How to sleep in minutes?

10 Magical Ways to Get Sleep: Here we will discuss with you the ten best home remedies, by following which you can get good restful sleep, and believe me, it is not difficult at all.

1. Yoga and Meditation could be your Best Friend: Yoga and pranayama are the true companions of our health. Yoga, asanas, meditation are various ways to relieve your discomfort and stress. Delay in the onset of sleep and lack of sleep are directly linked to anxiety and stress. After thinking about how the last day was, how tomorrow will be spent, we become the enemy of our own sleep. Don't waste your present by thinking about the past and the future. Whatever is going to happen, nothing will change from your or anyone's thinking. Yes, one thing can change, your health can get worse. Being stressed at bedtime can have a negative effect on your bedtime. Practicing meditation and pranayama will free you from anxiety and allow you to focus more on other important things. Yoga can help calm your mind. My advice is to practice pranayama on a regular basis with anti-anomalous words, which is the cure for all my mother's problems. This is really effective, so you should try it. In this pranayama, you inhale from your left nostril while covering your right nostril with your right thumb, then you cover your left nostril with your right index finger and hold the breath for a while, then inhale through the right nostril. Leave slowly. Repeat this process alternately with both nostrils. Continue this cycle for 2-3 minutes. It is considered to be the best pranayama for reducing stress, anxiety and stress.

2. Military technology: Author Sharon Ackerman is a U.S. citizen. Wrote an article on military methods developed by the Navy Pre-Flight School, explaining how pilots fall asleep in adverse conditions. It took pilots six weeks to study the technique, after which 100 percent of them got into the habit of falling asleep in two minutes or less.
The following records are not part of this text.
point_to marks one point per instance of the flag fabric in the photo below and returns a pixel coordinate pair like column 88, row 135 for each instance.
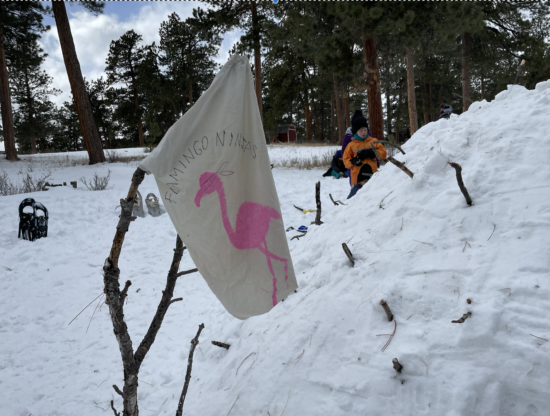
column 214, row 176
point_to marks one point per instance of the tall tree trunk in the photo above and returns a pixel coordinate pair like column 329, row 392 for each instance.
column 257, row 60
column 374, row 96
column 413, row 115
column 78, row 88
column 7, row 114
column 31, row 113
column 398, row 112
column 466, row 81
column 339, row 109
column 345, row 94
column 140, row 124
column 426, row 102
column 322, row 120
column 306, row 107
column 333, row 127
column 317, row 126
column 105, row 139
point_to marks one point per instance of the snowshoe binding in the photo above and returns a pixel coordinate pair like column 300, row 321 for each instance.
column 153, row 206
column 138, row 210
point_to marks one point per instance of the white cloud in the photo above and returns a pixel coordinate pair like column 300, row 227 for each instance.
column 92, row 36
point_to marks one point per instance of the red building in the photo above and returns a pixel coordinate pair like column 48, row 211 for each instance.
column 285, row 133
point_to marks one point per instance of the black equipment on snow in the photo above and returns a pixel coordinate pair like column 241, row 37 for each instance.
column 31, row 225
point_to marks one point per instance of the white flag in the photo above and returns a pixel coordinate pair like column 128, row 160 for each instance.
column 213, row 173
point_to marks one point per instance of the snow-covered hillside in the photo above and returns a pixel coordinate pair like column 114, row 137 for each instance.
column 416, row 243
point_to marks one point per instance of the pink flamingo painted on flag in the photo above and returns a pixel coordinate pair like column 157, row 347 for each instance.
column 252, row 222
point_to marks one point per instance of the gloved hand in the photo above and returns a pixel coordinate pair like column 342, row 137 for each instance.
column 356, row 161
column 366, row 154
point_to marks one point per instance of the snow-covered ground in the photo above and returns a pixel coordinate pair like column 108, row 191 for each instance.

In this practice one has to sit in one place; If you have a comfortable bed, this is great! If not, the pilots were trained to sit upright during training. You do the same. Start by relaxing your face, including the muscles inside your mouth. Take slow deep breaths. To relieve stress, go from your shoulders to your hands. While breathing out, relax your chest. Rest your legs, thighs and calf. Feel with each breath, that you are getting a lot of rest. Don't think of anything else. Free your mind for 10 seconds. If you're having trouble doing this, check out some casual pictures; Like your comfortable bed or a small boat floating in a lake, just focus on that picture in your mind for 10 seconds. If you still feel your mind wandering, repeat it in your mind for the next 10 seconds - ‘think no more’. Do the same thing again. Soon you will start to feel sleepy. Now take a good and slow breath and put yourself to sleep.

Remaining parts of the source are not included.